Eastleigh – Ignore The Boris Balderdash

Eastleigh voters who want the kind of conservatism espoused by Maria Hutchings should vote UKIP, not Cameroon Tory

Boris Johnson is primarily an entertaining politician, rather than a serious one. A political gadfly within the spectrum of UK centre-right politics, he excels at newspaper columns where his wittering wittily adds to the pleasure of reading them. Often, he communicates good sense – very good sense indeed. Occasionally, though, he talks utter balderdash. And very occasionally, he knows it is.

weastleighpicAs with his gushing endorsement of Maria Hutchings, the Conservative candidate in tomorrow’s Eastleigh by-election. He described her, two days ago, as “not some cookie-cutter candidate from Central Office” and as someone who “does not have a pasteurised and homogenised set of metropolitan opinions”. He’s correct – the energetic, industrious and seemingly thoroughly likeable Ms Hutchings appears to be what would, in time past, have been instantly recognisable as a mainstream Conservative candidate.

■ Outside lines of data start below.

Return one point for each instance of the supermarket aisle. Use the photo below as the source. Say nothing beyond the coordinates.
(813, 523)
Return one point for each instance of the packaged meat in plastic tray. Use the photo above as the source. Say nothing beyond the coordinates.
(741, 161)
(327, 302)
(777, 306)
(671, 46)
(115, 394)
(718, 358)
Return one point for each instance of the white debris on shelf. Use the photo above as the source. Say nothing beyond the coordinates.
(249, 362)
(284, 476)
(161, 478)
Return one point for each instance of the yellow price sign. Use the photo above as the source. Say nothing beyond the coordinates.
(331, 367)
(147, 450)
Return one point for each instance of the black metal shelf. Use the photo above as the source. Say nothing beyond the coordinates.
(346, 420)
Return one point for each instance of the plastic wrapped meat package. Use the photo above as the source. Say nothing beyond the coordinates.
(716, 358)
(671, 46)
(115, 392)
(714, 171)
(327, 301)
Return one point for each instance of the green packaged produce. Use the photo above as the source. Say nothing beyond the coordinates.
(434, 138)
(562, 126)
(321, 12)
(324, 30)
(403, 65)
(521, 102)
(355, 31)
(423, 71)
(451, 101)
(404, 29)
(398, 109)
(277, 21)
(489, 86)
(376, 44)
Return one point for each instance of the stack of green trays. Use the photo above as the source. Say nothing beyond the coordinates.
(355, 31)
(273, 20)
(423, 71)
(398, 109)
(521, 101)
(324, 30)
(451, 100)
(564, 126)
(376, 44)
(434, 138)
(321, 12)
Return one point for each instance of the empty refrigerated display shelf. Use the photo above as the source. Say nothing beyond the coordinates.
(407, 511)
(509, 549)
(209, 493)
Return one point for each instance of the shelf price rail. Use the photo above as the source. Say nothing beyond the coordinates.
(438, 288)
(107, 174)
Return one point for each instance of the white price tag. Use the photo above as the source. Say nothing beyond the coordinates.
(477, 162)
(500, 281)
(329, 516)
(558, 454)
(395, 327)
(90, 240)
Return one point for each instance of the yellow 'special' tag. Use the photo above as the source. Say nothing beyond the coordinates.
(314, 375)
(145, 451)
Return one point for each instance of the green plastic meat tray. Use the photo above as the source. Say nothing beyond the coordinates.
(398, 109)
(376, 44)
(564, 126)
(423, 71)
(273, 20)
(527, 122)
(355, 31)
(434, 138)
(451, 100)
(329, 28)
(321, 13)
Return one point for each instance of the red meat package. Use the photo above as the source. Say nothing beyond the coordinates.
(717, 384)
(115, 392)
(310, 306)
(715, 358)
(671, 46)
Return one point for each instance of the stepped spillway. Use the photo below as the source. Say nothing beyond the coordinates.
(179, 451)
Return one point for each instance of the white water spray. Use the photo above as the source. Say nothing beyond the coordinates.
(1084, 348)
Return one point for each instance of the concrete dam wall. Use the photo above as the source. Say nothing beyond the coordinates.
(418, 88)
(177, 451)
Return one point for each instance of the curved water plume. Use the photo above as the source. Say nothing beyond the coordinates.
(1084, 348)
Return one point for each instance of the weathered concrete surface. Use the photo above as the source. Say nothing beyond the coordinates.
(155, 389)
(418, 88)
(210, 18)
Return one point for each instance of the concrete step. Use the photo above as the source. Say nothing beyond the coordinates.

But that, crucially, was prior to the Cameroon-moderniser capture of the Conservative Party from 2001 onwards – and therein lies the Boris Balderdash. Because by the standards of the Cameroon cabal, with its predilection for A-list, on-message stereotypes whose attraction for Central Office is precisely that pasteurised and homogenised set of metropolitan opinions for which Johnson purports to affect disdain, she’s an absolute outlier.

Hutchings is sceptical, at the very least, about the EU: Cameron, despite his newly-found commitment to a referendum (almost certainly a ruse, as analysed here), would never contemplate leaving. She is against gay marriage: the Cameroons have made it a litmus test of their metropolitan inclusiveness. She is pro-life on the abortion issue: the Tory leadership is resolutely pro-choice. She favours strict controls on immigration: the Coalition is disinclined to address it, whatever Cameron’s recent less-than-believable and desperate assertions to the contrary.

She’s almost, in fact, the complete antithesis of a Cameroon Tory candidate. Granted, she has a creditable record locally: but as no-one remotely interested in UK politics fails to understand, her big attraction for CCHQ was the resistance that her off-message, non-Cameroon, right-wing Tory views offers to the threat of a surging UKIP.

UKIP’s by-election performances in Barnsley, Croydon, Middlesbrough and Corby have transformed it into a clear and present dangernigel-farage-camer_2489620b to a Cameroon-Tory party acutely aware how its leftward drift towards accepting the social-democratic consensus, both to placate  its LibDem Coalition partners and indulge its own metro-liberal instincts, have alienated its core traditional support. The declining support on the ground is mirroring the precipitous drop in individual membership since Cameron became leader.

For a long time, the Cameroons arrogantly took it for granted that voters who wanted a smaller state, lower taxes, a more robust approach to the EU and an end to embracing Green mantras had no electorally viable alternative to go to. Now they do: that alternative is positively hovering up disaffected former Tories and eroding the Cameroon appeal. Hence the need to have in Eastleigh a candidate who could offer the semblance of adherence to formerly mainstream Conservatism.

Yet prospective Tory voters in Eastleigh should ask themselves – if they vote for, and elect, Maria Hutchings because of her own views on the issues where she’s diametrically opposed to the prevailing Cameroon orthodoxy, what chance do they have of seeing those views reflected in policy to a greater extent than hitherto? We know the answer to that – none whatsoever. The Cameroon clique will interpret victory as vindication, Hutchings will join the ranks of Cameron’s very unloved non-Cameroon backbenchers, and nothing at all will change.

Tory voters’ best chances of bringing about the change in policies they’d indicate they want in voting for Hutchings lie, paradoxically, in not voting for her, but instead  voting tactically to ensure a Tory non-victory: and if possible, a UKIP result that delivers either an outright win, or such a strong performance against the Tories that the doubts and dissatisfaction with Cameron are redoubled, and the certainty that Cameron’s leadership spells defeat in 2015 acquires an unstoppable momentum.

It’s become the mantra of choice among Tory cheerleaders in their hierarchy that a vote for UKIP lets the Europhile LibDems in: but erm, just how less Europhile in office are the Cameroons-in-Coalition? In this by-election, the mantra should be turned on its head – don’t dilute the UKIP vote by sticking with the Cameroon Tories just because they’re using a non-Cameroon candidate. Tories in the streets, highways and byways of Eastleigh who both want to see genuinely conservative policies and not let the Europhile LibDems in should ignore the Boris Balderdash – and vote UKIP.